Sunday, July 27, 2008

Kindergarten Eve

Okay, I'll just put it out there. I'm a wreck.

I'm an all or nothing sort of person emotion-wise. My response to something dramatic tends to be a "hmmm...let me philosophize on (or ignore) that for a while" or to become an anxiety-filled, tear-ridden mess that no one wants to be anywhere near.

Bennett is headed to kindergarten tomorrow. I've known it was coming since February 1, 2003 at about 3pm. The real countdown started about this time last year. Evan thinks having Bennett at Hull Elementary will be awesome (although last thing I heard tonight Evan's personally refusing to enter the school grounds ever again). Bennett is a social animal, is starting to read, and enjoys figuring out math problems - let's just say the kid's ready. We visited the class late last week, met his teacher (he got the one I wanted for him - yay!) and he definitely looked to be the best color-er of all the kids in his class already. I know, I'm biased.

So, the new Hulk backpack and lunchbox are ready to go. Bennett actually went to sleep by 8pm tonight. His school clothes are sitting on the dresser just waiting for the morning.

Everyone seems ready for this except me. I told Matt a few days ago that I wasn't going to handle this well and that I just couldn't talk about it. He's looked at me a few times since with that sweet "are you all right?" look in his eyes and I just wave him off and grunt in the universal "leave me alone, can't you see that I'm about to weep?" signal.

Intellectually, I'm there. I'm convinced Bennett is brilliant. I don't know that he'll be an A student or an academic wonder. But I know that he is one of the most creative, adventurous, passionate, curious little boys I know - and how can someone like that not succeed in school and in life.

So really, I'm just dealing with all of the lame cliches about moms watching their babies go off to kindergarten. I'm SOOOOO excited about all of the time to myself (hellooooo 8:30 a.m. to 3:00 p.m. - yes!) where I can work and do errands and plan and sit quietly and focus on what I want to do when. But I also know that I'm going to miss my chatty little buddy Bennett eagerly trying to get my attention to show me the robot he made from legos ... or to ask me what 7 + 5 is ... or to yell out "I love you, Mom!" while he sits on the toilet.

And I know that tomorrow at 8:35 a.m. this anxiety-filled, tear-ridden mess will be on display full force.

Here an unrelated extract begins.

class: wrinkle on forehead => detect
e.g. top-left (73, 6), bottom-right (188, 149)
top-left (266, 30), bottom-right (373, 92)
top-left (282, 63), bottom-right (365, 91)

Oh well, I'm sure I'll be in good company all across Chandler.

4 comments:

Anonymous said...

I am sending you a hug in support!!! We have 4 weeks to go and I know I will be teary again this year, even though I am sending them to second grade and fourth grade!

Smiles - Stacey

Anonymous said...

Awww... it's not lame. It's the awesomeness that is being a mother. ;-) I wouldn't have it any other way.

So amazing that little Bennett is off to Kindergarten. I'm sure he will be the star student. :) Give him a hug and high five for me for getting through his first day of real school!

Tips from Collin:
1. Bullies are very odd. Like there aren't very much of them.

2. Teachers are normally very nice.

3. Make your work colorful.

4. Make sure you are very nice to other children.

5. Make sure you listen more than you talk.

Tristan said...

I'm using some of my newly found "free" time today to catch up on friend's blogs. And low and behold...I find your post. How did you do? I cried when Austen got dressed and put his backpack on and then tears filled my eyes to say good-bye to him at school. But, all in all I'm doing much better than I thought I would. Now, when Logen goes to kinder...that might be a whole different story.

I can empathize with you and am sending you big hugs. I'll give ya a call tomorrow to chat--it's been too long.

NatMatt said...

Thanks for the support, guys! It went okay - there wasn't as much actual weeping as I expected but I spent most of the day with a big lump in my throat.

Stacey, thanks for posting!

Josie, tell Collin thanks for his advice - I'll make sure to pass it along to Bennett.